After the initial euphoria over complete draft NRC publication on July 30 last wore off, it was found that an applicant could only search for his/her name after typing out the barcode number given in the receipt — there was no provision to examine the register as a whole. Nevertheless, speculation is rife that this draft NRC too has gone the way of electoral lists of yore, riddled with the names of Bangladeshi infiltrators. In the first part draft NRC published on 31st December last year, the NRC authority later weeded out 4,259 names of persons who had been declared foreigners by foreigner tribunals. There is still no official word forthcoming as to what action has been taken to apprehend these people, and whether any credible search is being made in the complete draft NRC to detect more such people. There are even reports of suspected foreigners employed in NRC verification work, and the mischief they perpetrated on the exercise. The NRC Coordinator himself has caused much consternation by admitting in the apex court that legacy data may have been bought and sold! This has spurred Assam Public Works, the NGO whose petition to Supreme Court in July 2009 had set the NRC update ball rolling — to now demanding that the vaunted NRC software be examined by a leading tech institute for failure to detect such fraud, as well as third-party verification of draft NRC. Meanwhile, the NRC authority has blocked access to legacy data (the 1951 NRC plus electoral rolls of 1967 and 1971) on NRC Assam portal, reportedly fearing its misuse. The data had been available online for three years, and many rejected applicants are only now finding out that they had failed to collect the necessary legacy data or had furnished the wrong data. Taking up cudgels on their behalf, the rights body ‘Citizens’ Rights Preservation Committee (CRPC)’ has pointed out such people stand to lose out on citizenship just because of their illiteracy and sheer ignorance. There are reasonable grounds to believe that most such people are either of indigenous stock or their forefathers had migrated to this region far earlier than 1971.

The Union Home Ministry, in consultation with Assam government, submitted to the apex court last month a draft standard operating procedure (SOP) for filing claims and objections regarding NRC. It is likely the SOP will be finalised soon after stakeholders submit their representations. Once this is done, hopefully, the question over penalties for filing objections that turn out to be wrong will also be settled. AGP’s Prafulla Kumar Mahanta has taken issue on this point, referring to the draconian penalty provisions for ‘wrong objections’ that had made the IMDT Act unworkable. How the balance is struck between necessary public scrutiny of an updated and transparent NRC on one hand and guarding against mischievous objections on the other, will be keenly watched. But the Assam government’s recent affidavit in Supreme Court on draft NRC offers food for serious thought, mentioning as it does the omission of a large number of people who qualify as original inhabitants, as well as genuine Indian citizens who migrated here from other States.

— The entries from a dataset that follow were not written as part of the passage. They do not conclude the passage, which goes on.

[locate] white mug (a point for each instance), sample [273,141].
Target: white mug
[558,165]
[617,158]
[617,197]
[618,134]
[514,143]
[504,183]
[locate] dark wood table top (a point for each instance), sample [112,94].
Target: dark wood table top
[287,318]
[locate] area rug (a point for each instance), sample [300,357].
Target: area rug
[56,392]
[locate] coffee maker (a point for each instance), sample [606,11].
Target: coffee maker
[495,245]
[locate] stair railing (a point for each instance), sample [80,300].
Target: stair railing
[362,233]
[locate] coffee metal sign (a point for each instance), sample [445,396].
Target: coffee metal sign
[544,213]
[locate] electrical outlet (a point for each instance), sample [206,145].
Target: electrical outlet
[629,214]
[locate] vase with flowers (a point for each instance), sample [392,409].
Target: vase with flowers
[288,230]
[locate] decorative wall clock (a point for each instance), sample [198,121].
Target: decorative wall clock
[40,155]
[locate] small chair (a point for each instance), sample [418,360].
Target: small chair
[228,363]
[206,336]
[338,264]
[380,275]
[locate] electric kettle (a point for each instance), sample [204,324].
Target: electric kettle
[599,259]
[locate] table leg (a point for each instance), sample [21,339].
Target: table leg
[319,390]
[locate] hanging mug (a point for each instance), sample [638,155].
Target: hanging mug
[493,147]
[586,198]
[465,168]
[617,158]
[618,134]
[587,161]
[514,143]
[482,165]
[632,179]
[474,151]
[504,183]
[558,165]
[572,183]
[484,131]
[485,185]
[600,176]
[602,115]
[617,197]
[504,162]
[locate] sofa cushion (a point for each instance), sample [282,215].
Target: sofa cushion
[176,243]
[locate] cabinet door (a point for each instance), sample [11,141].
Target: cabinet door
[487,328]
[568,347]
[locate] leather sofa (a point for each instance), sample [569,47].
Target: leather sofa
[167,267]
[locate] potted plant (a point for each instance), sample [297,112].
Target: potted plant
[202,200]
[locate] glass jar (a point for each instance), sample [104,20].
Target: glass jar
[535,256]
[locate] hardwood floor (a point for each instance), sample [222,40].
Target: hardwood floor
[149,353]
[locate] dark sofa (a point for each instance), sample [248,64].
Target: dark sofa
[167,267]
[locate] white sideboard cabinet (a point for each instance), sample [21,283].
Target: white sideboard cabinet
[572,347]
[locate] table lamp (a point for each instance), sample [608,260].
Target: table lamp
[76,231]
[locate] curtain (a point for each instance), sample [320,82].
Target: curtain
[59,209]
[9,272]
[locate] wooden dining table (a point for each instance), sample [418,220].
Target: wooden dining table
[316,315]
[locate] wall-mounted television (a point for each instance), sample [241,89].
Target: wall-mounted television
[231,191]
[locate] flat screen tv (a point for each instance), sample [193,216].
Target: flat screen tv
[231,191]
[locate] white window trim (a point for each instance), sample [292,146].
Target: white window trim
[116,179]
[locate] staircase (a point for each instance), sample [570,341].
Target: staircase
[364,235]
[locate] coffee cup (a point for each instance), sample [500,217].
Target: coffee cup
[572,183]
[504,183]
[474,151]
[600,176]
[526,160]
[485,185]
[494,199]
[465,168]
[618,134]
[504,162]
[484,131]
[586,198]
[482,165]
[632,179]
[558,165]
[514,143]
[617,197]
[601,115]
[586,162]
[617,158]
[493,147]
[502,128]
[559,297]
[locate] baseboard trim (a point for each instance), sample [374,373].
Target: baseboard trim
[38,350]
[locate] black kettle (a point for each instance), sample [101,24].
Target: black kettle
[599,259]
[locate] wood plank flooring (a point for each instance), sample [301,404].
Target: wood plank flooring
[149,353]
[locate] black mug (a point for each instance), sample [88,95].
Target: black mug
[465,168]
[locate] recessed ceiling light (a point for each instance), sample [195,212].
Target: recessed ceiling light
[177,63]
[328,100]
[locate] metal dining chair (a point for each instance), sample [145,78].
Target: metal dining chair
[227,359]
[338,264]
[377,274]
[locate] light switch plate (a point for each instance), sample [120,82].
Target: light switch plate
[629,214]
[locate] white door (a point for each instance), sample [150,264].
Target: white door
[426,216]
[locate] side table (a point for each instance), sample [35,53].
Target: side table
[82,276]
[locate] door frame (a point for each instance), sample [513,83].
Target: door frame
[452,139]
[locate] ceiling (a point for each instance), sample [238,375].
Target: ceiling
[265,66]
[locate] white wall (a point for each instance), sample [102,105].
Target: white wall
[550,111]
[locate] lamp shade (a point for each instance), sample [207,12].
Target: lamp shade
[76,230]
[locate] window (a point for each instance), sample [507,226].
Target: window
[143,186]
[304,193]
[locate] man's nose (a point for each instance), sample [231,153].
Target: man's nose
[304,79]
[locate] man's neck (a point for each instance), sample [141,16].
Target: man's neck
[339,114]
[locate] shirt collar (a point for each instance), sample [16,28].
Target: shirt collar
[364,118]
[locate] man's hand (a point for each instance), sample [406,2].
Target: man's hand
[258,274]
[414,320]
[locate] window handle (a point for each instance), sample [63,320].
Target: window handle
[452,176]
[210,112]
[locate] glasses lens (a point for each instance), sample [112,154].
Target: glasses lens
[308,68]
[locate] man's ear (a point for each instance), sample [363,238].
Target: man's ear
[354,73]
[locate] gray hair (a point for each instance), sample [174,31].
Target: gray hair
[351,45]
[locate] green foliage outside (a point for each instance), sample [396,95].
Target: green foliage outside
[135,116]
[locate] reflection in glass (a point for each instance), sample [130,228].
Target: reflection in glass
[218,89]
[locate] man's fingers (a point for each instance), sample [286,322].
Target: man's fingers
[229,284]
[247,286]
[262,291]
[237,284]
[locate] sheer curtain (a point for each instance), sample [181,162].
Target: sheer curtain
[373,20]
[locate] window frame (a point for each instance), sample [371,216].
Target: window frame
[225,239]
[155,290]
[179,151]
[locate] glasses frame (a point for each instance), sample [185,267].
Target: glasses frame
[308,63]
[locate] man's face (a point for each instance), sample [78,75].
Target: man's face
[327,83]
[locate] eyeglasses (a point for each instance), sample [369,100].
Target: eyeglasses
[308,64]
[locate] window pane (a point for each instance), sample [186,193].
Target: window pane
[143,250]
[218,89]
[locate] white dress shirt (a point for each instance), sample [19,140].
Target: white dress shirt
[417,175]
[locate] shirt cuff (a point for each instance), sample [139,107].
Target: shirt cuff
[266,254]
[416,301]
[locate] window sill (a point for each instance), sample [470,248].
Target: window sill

It is all very well for the ruling BJP to talk of undertaking NRC update in other States too, so as to “detect, delete and deport” illegal immigrants. But the challenge is to ensure that the NRC in Assam is prepared to free of flaws before it is extolled elsewhere as a ‘model’. Subverting it from within by waiving settled norms, and bypassing it from outside by tweaking citizenship laws to make citizens of refugees, threaten to defeat its very purpose.